Recognizing strings: the need for YYMAXFILLΒΆ

This example is about recognizing strings. Strings (in generic sense) are different from other kinds of lexemes: they can contain arbitrary characters. It makes them a way more difficult to lex: unlike Recognizing integers: the sentinel method example, we cannot use sentinel character to stop at the end of input. Suppose, for example, that our strings may be single or double-quoted and may contain any character in range [0 - 0xFF] except quotes of the appropriate type. This time we cannot use NULL as a sentinel: input strings like "aha\0ha" are perfectly valid, but ill-formed strings like "aha\0 are also possible and shouldn’t crash lexer. Any other character cannot be used for the same reason (including quotes: each type of strings can contain quotes of the opposite type).

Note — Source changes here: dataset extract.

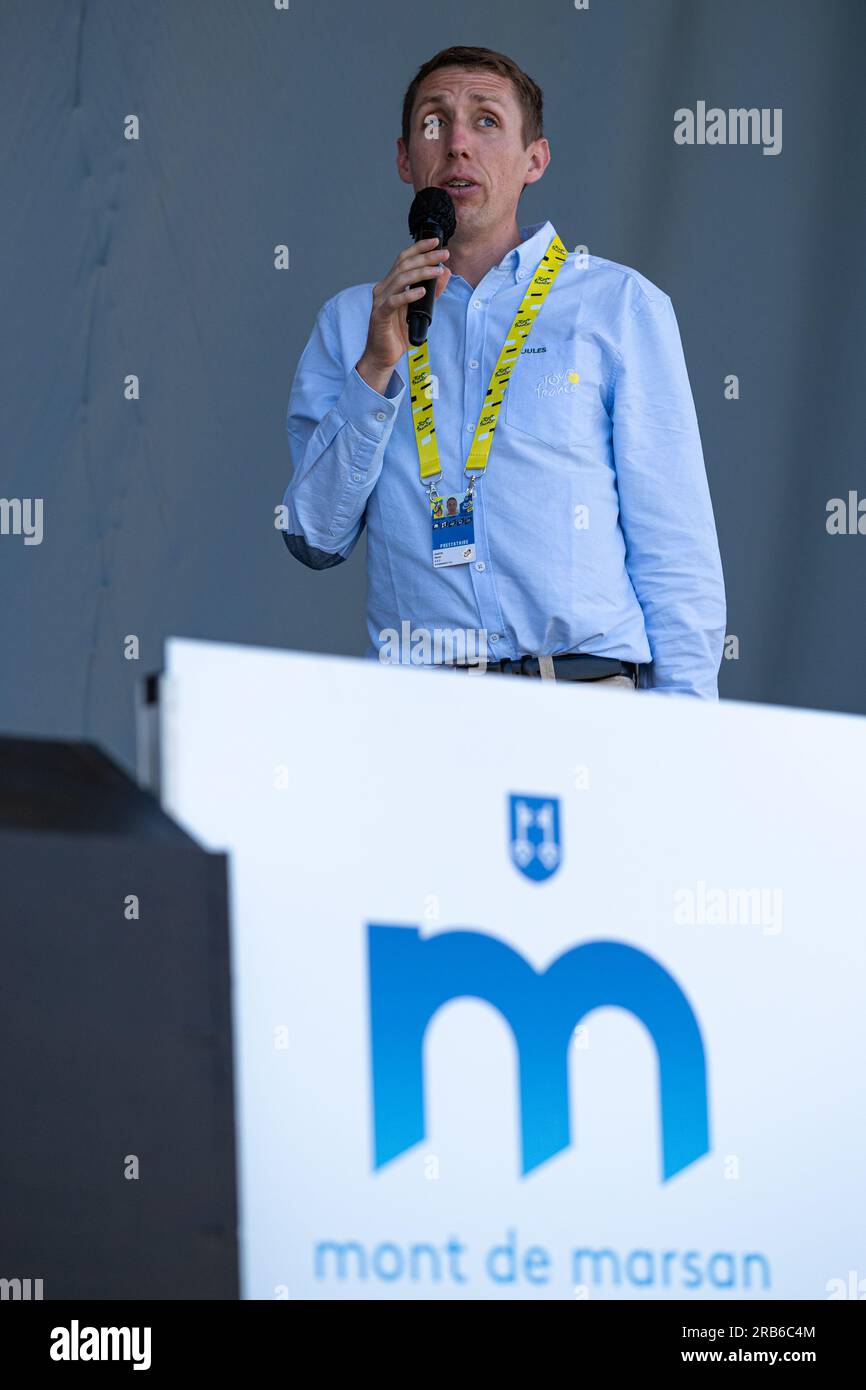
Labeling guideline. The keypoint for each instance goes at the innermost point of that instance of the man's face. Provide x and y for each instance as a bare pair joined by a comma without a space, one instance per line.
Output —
478,125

By default re2c-generated lexers use the following approach to check for the end of input: they assume that YYLIMIT is a pointer to the end of input and check by simply comparing YYCURSOR and YYLIMIT. The obvious way is to check on each input character (before advancing to the next character), but it’s very slow. Instead, re2c inserts checks only at certain points in the generated program. Each check ensures that there is enough input to proceed until the next check. If the check fails, lexer calls YYFILL(n), which can either supply at least n characters or stop:

if ((YYLIMIT - YYCURSOR) < n) YYFILL(n);

For those interested in the internal re2c algorithm used to determine checkpoints, here is a quote from the original paper "RE2C: a more versatile scanner generator" by Peter Bumbulis, Donald D. Cowan, 1994, ACM Letters on Programming Languages and Systems (LOPLAS):

A set of key states can be determined by discovering the strongly-connected components (SCCs) of the DFA. An SCC is a maximal subset of states such that there exists a path from any state in the subset to any other. The set of key states consists of all of the states in non-trivial SCCs, together with the start state. Note that for each SCC S, we actually only have to include a subset of states of S such that when the subset is removed, S becomes acyclic.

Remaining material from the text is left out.